Qual o significado de luxo para o consumidor atual?

19 Dec 2017

 

Emma Fischer, editora convidada da edição de luxo The Drum Network´s, avalia a definição atual e moderna de luxo.

Fonte: Emma Fischer, Thedrum.com

Uma evolução significativa está acontecendo no mercado de luxo: os consumidores estão evitando produtos tradicionais e buscando novos rótulos, novas marcas e novas categorias de produtos, como o luxo experiencial e a Arte. Embora isto não seja um influenciador preocupante para os consumidores tradicionais de luxo, é um indicativo do desejo pelo estilo de vida proporcionado pelo produto ou experiência, mais do que o produto por si só. O surgimento e crescimento de marcas como A Small World, auto-intitulada como “comunidade global com uma paixão compartilhada pelas coisas boas da vida”, representa a demanda pela experiência e estilo de vida acima de tudo.

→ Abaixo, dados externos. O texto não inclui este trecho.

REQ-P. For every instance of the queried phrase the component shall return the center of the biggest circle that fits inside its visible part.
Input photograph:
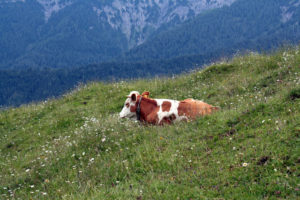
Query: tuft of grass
(76, 147)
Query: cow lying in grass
(163, 111)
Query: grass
(75, 147)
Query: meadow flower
(245, 164)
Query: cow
(163, 111)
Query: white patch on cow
(126, 109)
(173, 110)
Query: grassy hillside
(75, 147)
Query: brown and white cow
(163, 111)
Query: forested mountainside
(70, 33)
(253, 25)
(76, 147)
(75, 37)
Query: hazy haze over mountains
(67, 33)
(47, 47)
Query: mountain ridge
(76, 147)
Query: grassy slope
(75, 147)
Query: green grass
(75, 147)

Esta mudança de hábito do consumidor coincidiu com o surgimento do novo coletivo de consumidores de luxo. O título “Henrys” (altos rendimentos, porém não ricos ainda), representa a mentalidade de consumidores ricos mas que ainda estão acumulando uma riqueza líquida e são um distinto público-alvo emergente para marcas de luxo.

O desejo crescente da classe Henrys em consumir bens e experiências de luxo coloca as marcas em uma situação enigmática. As marcas podem disponibilizar ofertas personalizáveis de baixo custo para satisfazer esta classe e potencialmente criar defensores das mesmas, porém, ao mesmo tempo estão comprometendo a exclusividade.

Como a classe Henrys gosta de ser surpreendida, recompensada e imersa em um estilo de vida; as marcas estão sendo impulsionadas criativamente a oferecer experiências motivadoras e personalizadas. Para os consumidores, essa abordagem permite um melhor entendimento do modelo de mercado centrado em valores base para um relacionamento de longo prazo entre marca e consumidor. Rolls-Royce, Gucci e Gray Goose estão provando como uma abordagem omnichanel, focada no experiencial, revigorou sua base de clientes potenciais.

Na China as marcas estão começando a considerar a classe Henrys no desenvolvimento da estratégia de Marketing. A Mercedes-Benz lançou no último ano, em Beijing, o centro de experiências “Mercedes Me”, proporcionando aos consumidores mais jovens produtos de varejo acessíveis e eventos ligados à moda, abrindo conversas e iniciando relacionamento com eles, mesmo que ainda não tenham condições de comprar um carro.

Oferecer acesso e interação direciona os consumidores a preferência dos consumidores. Eles provavelmente visitarão uma loja e farão uma compra, e também se tornarão uma ferramenta de marketing potencial e valiosa. Os consumidores que são influenciados pelo “boca-a-boca” representam 57% do mercado de bens de luxo, e com base nisso as marcas estão investindo em viagens experimentais para convidados com o objetivo de inspirar poucos para influenciar muitos, provando uma fórmula de sucesso.A evolução das Redes Sociais e a digitalização do luxo são lideradas por uma nação de compradores através de smartphones. E-commerce e M-commerce ampliaram o acesso dos consumidores, permitindo que explorem produtos e experiências de luxo independente de estarem disponíveis em uma loja física.As marcas internacionais de luxo abraçaram os influenciadores digitais – blogueiros, vloggers e formadores de opinião – confiando neles a expectativa de compartilharem opiniões positivas para seus seguidores fiéis. Através do empreendedorismo nas Redes Sociais, as marcas estão se afastando da abordagem clássica e estão mergulhando no poder das mídias sociais e digitais para inspirar uma nova geração.